Making matters worse, infertility pervades the military community at higher rates than the general public. Beyond combat-related injuries, veterans and service members are exposed to toxic chemicals, environmental hazards, post-traumatic stress, and military sexual assault, all of which are proven to harm fertility. And as was the case for the Shunks, basic demands of military life like deployments and permanent station changes force service members and veterans to delay marriage and child rearing.
“Throughout my time in service, and now as a veteran, I have seen so many friends and colleagues struggle with fertility.

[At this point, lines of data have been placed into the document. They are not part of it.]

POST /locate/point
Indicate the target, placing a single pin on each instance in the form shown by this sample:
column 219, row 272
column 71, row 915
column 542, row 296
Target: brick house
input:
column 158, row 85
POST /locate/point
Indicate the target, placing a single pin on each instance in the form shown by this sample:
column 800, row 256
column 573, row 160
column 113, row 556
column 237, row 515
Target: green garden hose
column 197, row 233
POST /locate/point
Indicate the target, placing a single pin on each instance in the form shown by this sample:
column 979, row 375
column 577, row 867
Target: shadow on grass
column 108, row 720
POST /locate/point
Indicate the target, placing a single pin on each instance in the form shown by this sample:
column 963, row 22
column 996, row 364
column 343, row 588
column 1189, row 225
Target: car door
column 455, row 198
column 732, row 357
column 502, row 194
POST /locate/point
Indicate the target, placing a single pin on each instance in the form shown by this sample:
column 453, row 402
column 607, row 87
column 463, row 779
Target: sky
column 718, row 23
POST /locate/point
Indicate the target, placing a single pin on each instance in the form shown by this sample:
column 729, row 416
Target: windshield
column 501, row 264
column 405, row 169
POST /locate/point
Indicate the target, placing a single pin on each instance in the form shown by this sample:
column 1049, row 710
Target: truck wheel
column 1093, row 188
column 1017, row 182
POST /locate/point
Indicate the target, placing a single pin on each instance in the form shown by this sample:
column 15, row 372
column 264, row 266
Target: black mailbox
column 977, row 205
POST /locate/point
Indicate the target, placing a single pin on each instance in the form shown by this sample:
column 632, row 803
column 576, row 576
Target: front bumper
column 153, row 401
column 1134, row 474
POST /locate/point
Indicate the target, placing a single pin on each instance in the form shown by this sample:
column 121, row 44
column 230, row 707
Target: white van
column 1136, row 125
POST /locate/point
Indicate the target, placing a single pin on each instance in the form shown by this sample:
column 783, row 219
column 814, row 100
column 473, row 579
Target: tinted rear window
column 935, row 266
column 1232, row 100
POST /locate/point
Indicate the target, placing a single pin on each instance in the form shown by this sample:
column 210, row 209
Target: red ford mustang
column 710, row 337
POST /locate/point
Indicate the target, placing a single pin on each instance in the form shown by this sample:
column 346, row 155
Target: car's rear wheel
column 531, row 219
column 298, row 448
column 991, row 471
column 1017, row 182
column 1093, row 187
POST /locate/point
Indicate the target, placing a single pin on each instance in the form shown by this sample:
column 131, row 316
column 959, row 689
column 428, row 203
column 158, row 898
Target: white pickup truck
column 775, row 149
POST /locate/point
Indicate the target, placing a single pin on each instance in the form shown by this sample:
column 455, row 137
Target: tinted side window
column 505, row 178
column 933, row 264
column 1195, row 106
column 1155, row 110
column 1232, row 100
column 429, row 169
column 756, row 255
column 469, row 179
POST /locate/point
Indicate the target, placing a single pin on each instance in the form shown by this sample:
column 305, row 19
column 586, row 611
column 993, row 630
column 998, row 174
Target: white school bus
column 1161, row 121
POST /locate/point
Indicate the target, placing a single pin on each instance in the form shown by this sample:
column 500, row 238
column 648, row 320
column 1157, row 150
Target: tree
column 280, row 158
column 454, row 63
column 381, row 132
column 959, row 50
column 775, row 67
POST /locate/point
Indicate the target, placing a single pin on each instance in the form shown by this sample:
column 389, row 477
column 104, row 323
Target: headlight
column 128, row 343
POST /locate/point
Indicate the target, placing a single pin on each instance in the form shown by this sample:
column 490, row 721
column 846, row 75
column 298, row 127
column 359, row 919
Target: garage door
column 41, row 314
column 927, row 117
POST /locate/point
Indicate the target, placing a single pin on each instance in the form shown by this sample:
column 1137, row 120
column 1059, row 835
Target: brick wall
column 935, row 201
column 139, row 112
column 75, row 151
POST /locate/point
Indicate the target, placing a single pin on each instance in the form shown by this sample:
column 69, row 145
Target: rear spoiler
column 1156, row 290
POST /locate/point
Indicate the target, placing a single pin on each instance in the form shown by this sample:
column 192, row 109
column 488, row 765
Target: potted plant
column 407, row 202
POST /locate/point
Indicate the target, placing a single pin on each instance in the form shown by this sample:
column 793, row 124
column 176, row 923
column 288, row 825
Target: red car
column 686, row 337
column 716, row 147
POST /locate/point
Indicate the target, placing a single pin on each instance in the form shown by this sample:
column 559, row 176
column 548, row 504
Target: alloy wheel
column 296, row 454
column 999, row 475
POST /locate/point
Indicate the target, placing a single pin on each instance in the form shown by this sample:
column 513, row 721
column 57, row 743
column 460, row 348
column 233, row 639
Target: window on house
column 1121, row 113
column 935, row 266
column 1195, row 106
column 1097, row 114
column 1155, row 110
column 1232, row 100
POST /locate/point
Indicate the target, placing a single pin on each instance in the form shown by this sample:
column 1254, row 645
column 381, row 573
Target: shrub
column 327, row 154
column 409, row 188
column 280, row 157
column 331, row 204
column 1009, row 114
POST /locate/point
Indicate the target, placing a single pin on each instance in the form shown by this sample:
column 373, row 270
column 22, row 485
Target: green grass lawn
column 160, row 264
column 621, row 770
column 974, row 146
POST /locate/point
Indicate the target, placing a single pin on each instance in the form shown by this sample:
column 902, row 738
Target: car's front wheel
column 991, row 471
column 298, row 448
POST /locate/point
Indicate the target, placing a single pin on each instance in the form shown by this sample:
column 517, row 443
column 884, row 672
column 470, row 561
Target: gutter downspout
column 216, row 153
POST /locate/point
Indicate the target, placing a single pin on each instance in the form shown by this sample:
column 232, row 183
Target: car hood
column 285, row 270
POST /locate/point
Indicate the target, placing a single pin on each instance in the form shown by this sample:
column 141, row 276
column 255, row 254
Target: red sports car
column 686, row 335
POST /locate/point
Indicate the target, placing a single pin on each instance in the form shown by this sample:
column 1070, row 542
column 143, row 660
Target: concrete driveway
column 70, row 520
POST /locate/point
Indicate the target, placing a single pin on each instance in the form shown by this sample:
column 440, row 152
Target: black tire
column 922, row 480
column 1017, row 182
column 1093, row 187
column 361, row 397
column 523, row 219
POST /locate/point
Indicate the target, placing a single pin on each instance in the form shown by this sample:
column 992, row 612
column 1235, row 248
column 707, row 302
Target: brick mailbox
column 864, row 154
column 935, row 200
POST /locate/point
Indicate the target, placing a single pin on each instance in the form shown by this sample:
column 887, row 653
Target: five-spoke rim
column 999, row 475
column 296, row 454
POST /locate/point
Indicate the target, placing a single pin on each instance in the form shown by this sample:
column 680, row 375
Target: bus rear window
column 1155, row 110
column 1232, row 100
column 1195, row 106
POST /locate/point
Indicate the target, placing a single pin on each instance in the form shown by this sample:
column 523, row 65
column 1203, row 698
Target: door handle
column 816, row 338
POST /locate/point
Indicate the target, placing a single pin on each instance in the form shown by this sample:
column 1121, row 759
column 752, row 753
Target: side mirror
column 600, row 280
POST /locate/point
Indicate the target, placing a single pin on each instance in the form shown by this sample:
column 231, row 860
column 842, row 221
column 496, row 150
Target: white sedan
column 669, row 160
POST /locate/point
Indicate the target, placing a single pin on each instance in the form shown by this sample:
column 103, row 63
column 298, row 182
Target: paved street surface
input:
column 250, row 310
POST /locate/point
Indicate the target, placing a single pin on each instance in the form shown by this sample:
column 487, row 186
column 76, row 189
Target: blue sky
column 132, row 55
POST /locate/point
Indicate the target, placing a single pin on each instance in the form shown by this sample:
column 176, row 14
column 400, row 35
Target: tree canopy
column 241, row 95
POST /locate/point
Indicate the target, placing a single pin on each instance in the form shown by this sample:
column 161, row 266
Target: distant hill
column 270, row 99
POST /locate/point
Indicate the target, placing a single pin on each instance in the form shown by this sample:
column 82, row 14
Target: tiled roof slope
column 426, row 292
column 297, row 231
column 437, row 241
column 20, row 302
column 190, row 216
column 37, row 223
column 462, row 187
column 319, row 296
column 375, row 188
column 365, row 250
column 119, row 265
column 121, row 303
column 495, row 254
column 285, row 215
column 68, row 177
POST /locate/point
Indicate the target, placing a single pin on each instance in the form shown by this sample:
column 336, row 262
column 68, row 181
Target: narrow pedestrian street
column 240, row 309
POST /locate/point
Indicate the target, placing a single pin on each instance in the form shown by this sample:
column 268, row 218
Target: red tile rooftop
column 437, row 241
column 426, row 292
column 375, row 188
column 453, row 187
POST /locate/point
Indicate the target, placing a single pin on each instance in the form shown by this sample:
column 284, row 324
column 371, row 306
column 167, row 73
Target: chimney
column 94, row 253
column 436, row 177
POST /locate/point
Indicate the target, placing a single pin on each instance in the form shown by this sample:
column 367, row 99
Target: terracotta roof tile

This is not just a coincidence; our service has seriously impacted our ability to build families,” says Renée Mihail, a law student intern with the Yale Law Veterans Legal Services Clinic, West Point graduate and Army veteran. “We risked our lives serving the people of the United States; the least the government can do now is help us build the futures and families we delayed for so long.”
Amber Bohlman, a 36-year-old veteran, NOW-NYC member, and fish culturist in Fairbanks, Alaska, who did two tours in Iraq in her 20s, was also denied IVF after countless failed attempts at intrauterine insemination. Bohlman is both gay and unmarried, without a sufficient “service-connected” injury. In reflection, she told the 19th, “Why are you forcing me to fit this nuclear family idea of what you want us to look like?”
“Members of the military endlessly sacrifice for our country. We go where they tell us to when they tell us to, devote our prime family building years to the military, and put ourselves in harm’s way,” says a member of NOW-NYC, maintaining their anonymity. “The military preaches the importance of families in our mission, but when the time comes for some of us to build our own, we are told we don’t qualify. Discriminatory requirements should not hold us back from building the families we have suffered so much to have.”
After spending tens of thousands of dollars for a failed IVF cycle, and five failed fertility treatment cycles in total, the Shunks gave up on their dream of having biological children. After additional discriminatory hurdles, they successfully adopted four children who they adore. While it’s too late for the military to grant the Shunks the respect they earned and deserved after 42 years of collective Air Force service, the Biden administration can and should prevent thousands more service members and veterans from enduring the same fate.
NOW-NYC honors veterans like the Shunks who fought to make the military more inclusive. But the fight is far from over. Responding to our litigation or simply acting in good faith and adherence to the Constitution, the Biden administration must take immediate action to change DOD and VA’s anti-gay IVF policies and grant all veterans and service members the respect and opportunity for family building they deserve.
Sonia Ossorio is executive director of NOW-NYC.